However, mode connectivity alone does not mean linear interpolation works. The curves found by Garipov et al. require optimization to discover. The question of when straight-line paths suffice is the subject of linear mode connectivity (Section 2).

Fast Geometric Ensembling (FGE)

Practical payoff: by collecting weight vectors along a mode-connecting curve (using cyclical learning rates to traverse it), one can build ensembles in the time it takes to train a single model. The different points along the curve correspond to genuinely different functions despite having similar loss.


2. Linear Mode Connectivity and Permutation Symmetry

The Barrier Problem

Given two trained models w_1 and w_2, define the linear interpolation barrier as:

barrier(w_1, w_2) = max_{0 <= alpha <= 1} [ Loss(alpha * w_1 + (1-alpha) * w_2) ] - (1/2)(Loss(w_1) + Loss(w_2))

If the barrier is zero or near-zero, the models are “linearly mode connected” (LMC). Naive linear interpolation between independently trained models almost always has a large barrier. The loss spikes in the middle.

The Permutation Symmetry Insight

The reason linear interpolation fails is not that the models found genuinely different solutions. It is that they represent the same solution with neurons in different orders.

A feedforward network with hidden layers of widths n_1, …, n_{L-1} is invariant under the permutation group:

G = S_{n_1} x S_{n_2} x ... x S_{n_{L-1}}

Any permutation of neurons within a hidden layer, with corresponding rearrangement of incoming and outgoing weights, gives a functionally identical network. For a network with d-1 hidden layers of width n, there are (n!)^{d-1} equivalent weight configurations.

Linear interpolation between two equivalent-but-permuted configurations creates a Frankenstein: neuron 3 in model A is averaged with neuron 7 in model B, producing nonsense.

The Entezari Conjecture

Entezari, Sedghi, Saukber, Neyshabur. “The Role of Permutation Invariance in Linear Mode Connectivity of Neural Networks.” 2021. (arXiv:2110.06296)

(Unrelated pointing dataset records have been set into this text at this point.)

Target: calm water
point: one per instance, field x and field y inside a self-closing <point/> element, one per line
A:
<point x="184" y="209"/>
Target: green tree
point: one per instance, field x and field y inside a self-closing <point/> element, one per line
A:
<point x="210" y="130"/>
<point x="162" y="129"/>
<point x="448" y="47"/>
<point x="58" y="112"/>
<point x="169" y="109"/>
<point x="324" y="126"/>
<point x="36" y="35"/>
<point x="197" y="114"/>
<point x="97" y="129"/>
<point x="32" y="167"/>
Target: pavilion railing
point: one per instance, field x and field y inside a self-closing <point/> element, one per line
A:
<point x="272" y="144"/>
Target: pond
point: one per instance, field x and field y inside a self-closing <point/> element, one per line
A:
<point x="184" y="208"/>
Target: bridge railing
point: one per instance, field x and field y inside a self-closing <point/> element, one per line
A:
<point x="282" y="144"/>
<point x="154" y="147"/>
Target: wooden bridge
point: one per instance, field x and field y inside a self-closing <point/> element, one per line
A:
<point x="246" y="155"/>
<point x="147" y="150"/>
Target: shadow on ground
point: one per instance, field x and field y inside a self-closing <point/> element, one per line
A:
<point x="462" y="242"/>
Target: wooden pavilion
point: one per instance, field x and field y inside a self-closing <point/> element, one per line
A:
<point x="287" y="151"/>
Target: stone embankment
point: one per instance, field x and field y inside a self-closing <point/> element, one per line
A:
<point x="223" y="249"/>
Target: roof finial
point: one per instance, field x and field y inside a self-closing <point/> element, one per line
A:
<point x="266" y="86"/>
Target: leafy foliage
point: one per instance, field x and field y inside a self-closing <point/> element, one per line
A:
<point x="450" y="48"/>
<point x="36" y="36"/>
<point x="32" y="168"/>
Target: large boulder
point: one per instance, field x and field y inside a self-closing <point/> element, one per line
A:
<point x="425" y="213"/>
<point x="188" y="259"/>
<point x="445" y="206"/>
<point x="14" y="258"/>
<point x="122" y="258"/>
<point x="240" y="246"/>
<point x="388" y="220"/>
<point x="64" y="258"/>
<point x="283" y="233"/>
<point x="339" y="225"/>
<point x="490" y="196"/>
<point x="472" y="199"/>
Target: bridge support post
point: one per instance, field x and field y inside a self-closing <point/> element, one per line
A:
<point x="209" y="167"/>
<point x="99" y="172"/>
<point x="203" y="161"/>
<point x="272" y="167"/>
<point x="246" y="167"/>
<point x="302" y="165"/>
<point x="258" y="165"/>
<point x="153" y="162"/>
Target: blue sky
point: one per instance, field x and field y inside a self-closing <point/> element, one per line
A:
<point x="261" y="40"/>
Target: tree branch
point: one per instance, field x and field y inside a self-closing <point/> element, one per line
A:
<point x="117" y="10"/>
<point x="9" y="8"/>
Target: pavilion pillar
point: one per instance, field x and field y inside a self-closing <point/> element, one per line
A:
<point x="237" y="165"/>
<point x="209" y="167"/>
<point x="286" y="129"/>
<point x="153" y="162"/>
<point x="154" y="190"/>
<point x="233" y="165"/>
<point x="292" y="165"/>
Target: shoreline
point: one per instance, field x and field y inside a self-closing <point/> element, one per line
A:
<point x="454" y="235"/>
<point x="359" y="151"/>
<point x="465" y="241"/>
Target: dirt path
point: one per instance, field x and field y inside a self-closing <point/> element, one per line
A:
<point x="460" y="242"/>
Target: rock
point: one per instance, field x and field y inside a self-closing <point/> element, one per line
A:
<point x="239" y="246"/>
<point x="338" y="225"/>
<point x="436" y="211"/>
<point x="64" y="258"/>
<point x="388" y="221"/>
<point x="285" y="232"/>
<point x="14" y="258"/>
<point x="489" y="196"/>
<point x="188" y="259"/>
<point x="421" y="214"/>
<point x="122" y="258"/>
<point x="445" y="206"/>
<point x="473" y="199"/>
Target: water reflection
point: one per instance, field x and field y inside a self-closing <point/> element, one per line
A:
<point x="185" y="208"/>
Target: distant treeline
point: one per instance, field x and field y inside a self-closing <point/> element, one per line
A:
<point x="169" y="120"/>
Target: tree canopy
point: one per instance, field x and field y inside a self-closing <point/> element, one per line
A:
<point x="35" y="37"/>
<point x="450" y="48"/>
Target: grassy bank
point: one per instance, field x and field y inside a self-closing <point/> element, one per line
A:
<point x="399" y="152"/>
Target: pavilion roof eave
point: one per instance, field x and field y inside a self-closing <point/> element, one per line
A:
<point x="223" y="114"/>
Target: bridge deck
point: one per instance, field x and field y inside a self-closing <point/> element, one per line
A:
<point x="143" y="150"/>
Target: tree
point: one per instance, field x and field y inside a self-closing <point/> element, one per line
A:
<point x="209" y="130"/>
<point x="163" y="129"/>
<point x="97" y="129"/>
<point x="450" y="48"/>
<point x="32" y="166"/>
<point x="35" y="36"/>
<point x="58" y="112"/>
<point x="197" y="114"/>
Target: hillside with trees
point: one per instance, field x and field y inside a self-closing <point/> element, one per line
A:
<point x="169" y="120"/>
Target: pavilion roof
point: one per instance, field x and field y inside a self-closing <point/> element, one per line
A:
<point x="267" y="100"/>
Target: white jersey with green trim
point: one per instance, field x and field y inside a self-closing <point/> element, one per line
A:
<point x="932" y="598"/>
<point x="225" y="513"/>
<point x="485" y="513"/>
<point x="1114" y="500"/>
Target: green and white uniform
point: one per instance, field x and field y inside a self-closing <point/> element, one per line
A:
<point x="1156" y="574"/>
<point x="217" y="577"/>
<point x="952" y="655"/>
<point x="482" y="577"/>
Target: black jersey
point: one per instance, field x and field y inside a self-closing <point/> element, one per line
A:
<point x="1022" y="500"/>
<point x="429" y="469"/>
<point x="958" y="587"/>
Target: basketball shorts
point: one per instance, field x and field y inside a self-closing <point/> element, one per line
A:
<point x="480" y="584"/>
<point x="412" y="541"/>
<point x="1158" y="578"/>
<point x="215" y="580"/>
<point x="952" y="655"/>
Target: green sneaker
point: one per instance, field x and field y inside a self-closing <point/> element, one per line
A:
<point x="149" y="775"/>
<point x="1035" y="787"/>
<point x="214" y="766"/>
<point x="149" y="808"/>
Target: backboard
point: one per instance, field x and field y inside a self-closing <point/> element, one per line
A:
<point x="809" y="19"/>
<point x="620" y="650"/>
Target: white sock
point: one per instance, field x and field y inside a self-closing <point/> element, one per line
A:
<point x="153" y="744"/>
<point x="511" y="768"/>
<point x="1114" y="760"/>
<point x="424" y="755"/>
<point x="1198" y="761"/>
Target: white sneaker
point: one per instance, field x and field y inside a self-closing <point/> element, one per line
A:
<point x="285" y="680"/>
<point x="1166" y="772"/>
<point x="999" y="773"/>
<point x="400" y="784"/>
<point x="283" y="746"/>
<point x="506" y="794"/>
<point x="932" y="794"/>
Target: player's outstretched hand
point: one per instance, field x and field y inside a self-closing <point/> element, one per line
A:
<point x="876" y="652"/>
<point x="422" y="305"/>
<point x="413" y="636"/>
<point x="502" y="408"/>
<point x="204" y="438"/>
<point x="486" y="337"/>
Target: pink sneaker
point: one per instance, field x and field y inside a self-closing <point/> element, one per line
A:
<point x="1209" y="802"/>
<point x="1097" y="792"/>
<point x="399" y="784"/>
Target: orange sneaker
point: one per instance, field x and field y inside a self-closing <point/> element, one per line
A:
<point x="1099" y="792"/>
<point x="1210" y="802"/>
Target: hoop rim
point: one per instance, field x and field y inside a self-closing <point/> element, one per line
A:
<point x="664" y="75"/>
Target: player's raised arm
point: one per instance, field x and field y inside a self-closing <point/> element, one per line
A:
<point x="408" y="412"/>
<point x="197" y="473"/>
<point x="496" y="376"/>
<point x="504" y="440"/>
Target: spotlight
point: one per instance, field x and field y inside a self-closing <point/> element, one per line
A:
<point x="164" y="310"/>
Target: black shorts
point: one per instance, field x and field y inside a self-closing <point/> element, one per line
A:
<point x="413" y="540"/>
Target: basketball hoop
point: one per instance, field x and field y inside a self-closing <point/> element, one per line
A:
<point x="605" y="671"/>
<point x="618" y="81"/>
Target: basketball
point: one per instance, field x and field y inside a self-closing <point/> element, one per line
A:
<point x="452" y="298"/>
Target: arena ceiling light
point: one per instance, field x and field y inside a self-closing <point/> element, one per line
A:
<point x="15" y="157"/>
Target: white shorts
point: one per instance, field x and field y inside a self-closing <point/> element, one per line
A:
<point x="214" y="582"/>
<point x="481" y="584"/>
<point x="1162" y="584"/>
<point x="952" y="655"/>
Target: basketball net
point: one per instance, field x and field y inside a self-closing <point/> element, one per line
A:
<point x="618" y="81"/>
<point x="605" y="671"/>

Conjecture: after accounting for permutation symmetries, most SGD solutions lie in a single basin. That is, for any two independently trained models w_1 and w_2, there exists a permutation pi in G such that:

barrier(pi(w_1), w_2) approx 0

This would mean the loss landscape has essentially one basin (modulo permutations), radically simplifying the picture.

Git Re-Basin

Ainsworth, Hayase, Srinivasa. “Git Re-Basin: Merging Models Modulo Permutation Symmetries.” ICLR 2023. (arXiv:2209.04836)

Three algorithms to find the permutation that aligns two models:

  1. Weight matching. Solve a bipartite linear assignment problem: maximize the inner product between corresponding weight rows of the two models. Uses block-coordinate descent, iteratively solving layer-by-layer assignments until convergence.

  2. Activation matching. Run both models on a batch of data, match neurons by their activation patterns using the Hungarian algorithm on correlation matrices.

  3. Straight-through estimator (STE). Parameterize permutations continuously (via soft assignments), minimize the midpoint interpolation loss directly. Uses straight-through estimator for gradients through the discrete projection step.

Results: achieved zero-barrier LMC for ResNets on CIFAR-10. First demonstration that independently trained models can be merged by simple averaging after permutation alignment. Key finding: model width matters – sufficiently wide models are required for LMC to hold.

Frankle’s Stability Analysis

Frankle, Dziugaite, Roy, Carbin. “Linear Mode Connectivity and the Lottery Ticket Hypothesis.” ICML 2020. (arXiv:1912.05671)

Discovered that neural networks become “stable” to SGD noise early in training – after a critical point, different random seeds converge to the same linearly connected basin. For ResNet-20 on CIFAR-10 this happens after only 3% of training; for ResNet-50 on ImageNet, after 20%.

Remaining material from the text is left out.